I had been fiddling around with a particular expression over the summer. Since I haven't had much luck with it, I thought it was about time I took an opinion over the question.
So here's where it all began. Consider the hexagonal lattice (also called the equilateral triangular lattice). Fix some point $P$ on the lattice to be the origin. Let $W_{n}$ be the number of walks of length $n$ which start and end at $P$. I was considering the simplest possible model, so there are no constraints (meaning no self-avoidance condition or anything of that sort). In trying to enumerate these walks, I came up with this 'cute' little identity
$$\displaystyle\sum_{j=0}^{n}\binom{n}{j}^{3} = \sum_{j=0}^{n}\binom{n}{j}2^{j}\times W_{n-j}$$ We have the initial constraints being $W_{0}=1$, $W_{1}=0$.

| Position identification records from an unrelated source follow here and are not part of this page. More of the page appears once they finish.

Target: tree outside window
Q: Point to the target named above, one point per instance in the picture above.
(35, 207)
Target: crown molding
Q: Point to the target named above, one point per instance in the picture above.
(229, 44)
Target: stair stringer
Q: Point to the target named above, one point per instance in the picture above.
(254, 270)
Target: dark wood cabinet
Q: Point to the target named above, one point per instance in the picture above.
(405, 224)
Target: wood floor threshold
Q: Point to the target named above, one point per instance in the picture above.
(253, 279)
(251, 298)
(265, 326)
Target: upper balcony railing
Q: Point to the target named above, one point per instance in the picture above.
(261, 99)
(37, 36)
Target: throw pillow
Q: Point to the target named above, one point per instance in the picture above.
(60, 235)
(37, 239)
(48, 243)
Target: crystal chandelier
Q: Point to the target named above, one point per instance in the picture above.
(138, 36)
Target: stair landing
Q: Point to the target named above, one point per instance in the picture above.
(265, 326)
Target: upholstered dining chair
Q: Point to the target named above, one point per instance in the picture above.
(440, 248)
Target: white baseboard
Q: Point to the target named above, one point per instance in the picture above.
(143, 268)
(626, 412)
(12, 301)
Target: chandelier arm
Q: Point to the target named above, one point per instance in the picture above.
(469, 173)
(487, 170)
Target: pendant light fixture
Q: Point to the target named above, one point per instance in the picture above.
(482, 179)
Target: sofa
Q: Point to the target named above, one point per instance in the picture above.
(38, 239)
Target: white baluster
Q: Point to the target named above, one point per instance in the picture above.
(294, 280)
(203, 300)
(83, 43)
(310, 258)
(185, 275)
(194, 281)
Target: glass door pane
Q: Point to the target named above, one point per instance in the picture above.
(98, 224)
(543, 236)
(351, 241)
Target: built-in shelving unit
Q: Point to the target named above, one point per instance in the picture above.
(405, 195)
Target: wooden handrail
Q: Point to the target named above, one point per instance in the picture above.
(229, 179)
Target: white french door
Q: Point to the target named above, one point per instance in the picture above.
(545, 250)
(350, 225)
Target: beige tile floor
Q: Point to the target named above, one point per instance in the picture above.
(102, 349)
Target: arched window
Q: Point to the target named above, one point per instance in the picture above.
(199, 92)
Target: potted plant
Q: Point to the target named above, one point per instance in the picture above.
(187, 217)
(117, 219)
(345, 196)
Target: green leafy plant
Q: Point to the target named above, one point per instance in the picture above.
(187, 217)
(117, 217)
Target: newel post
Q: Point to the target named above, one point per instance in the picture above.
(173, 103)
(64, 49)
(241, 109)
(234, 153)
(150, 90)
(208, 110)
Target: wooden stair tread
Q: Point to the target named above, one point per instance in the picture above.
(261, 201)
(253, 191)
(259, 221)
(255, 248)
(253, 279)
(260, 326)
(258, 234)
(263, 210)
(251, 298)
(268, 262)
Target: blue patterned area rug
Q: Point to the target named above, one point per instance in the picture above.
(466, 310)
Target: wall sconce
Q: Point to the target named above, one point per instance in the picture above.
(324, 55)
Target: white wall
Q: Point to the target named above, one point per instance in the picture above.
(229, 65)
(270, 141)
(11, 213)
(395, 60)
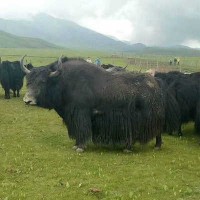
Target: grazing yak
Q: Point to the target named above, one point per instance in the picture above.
(112, 68)
(97, 105)
(11, 77)
(186, 90)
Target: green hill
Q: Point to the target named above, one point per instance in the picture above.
(8, 40)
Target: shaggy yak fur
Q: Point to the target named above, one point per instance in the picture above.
(97, 105)
(11, 77)
(186, 90)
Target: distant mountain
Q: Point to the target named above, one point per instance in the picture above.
(71, 35)
(8, 40)
(61, 32)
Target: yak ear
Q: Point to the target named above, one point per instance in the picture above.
(58, 70)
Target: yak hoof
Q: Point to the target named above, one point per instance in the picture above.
(79, 150)
(127, 151)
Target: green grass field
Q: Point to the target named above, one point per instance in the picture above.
(37, 161)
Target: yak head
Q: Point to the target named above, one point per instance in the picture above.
(41, 81)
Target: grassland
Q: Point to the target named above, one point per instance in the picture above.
(37, 160)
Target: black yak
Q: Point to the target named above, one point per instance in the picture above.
(112, 68)
(97, 105)
(186, 90)
(11, 77)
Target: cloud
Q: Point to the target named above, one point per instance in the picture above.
(152, 22)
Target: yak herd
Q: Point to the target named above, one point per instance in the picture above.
(108, 105)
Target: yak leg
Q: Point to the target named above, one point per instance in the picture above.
(7, 94)
(18, 93)
(158, 142)
(14, 93)
(180, 131)
(79, 127)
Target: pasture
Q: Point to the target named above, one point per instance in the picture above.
(37, 160)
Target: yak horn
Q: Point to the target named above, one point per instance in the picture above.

Next I tried to tweak out a q-deformation of this particular identity. Combinatory-wise I haven't got anything particularly exciting. But here is the q-version I am considering. The binomial coefficients are replaced with the q-binomial coefficients. Fix an integer $k$. Define $$2_{k}^{j} = \prod_{i=1}^{j} (1+q^{k+i})$$ with the norm that $2^{0}=1$. Now this allows one to obtain polynomials $W_{n,k}(q)$ recursively from the identity above with the initial conditions $W_{0}=1$, $W_{1}=0$. They don't necessarily have positive coefficients but as $n$ gets large, they do. Though one does obtain interesting polynomials for $k=-1,0$, here's the one I'll mention. As $k,n$ become large, one notices (formally) $$W_{n,k}(q)\rightarrow\prod_{i=1}^{\infty} \frac{1}{(1-q^i)^2}$$
Is there a good reason? I have a feeling my setup is slightly artificial, but I'd love to know what's happening!
Edit dated 6th Jan'2011:
$$W_{n}=\displaystyle\sum_{i=0}^{n} (-2)^{n-i}\binom{n}{i}(\displaystyle\sum_{j=0}^{i} \binom{i}{j}^3)$$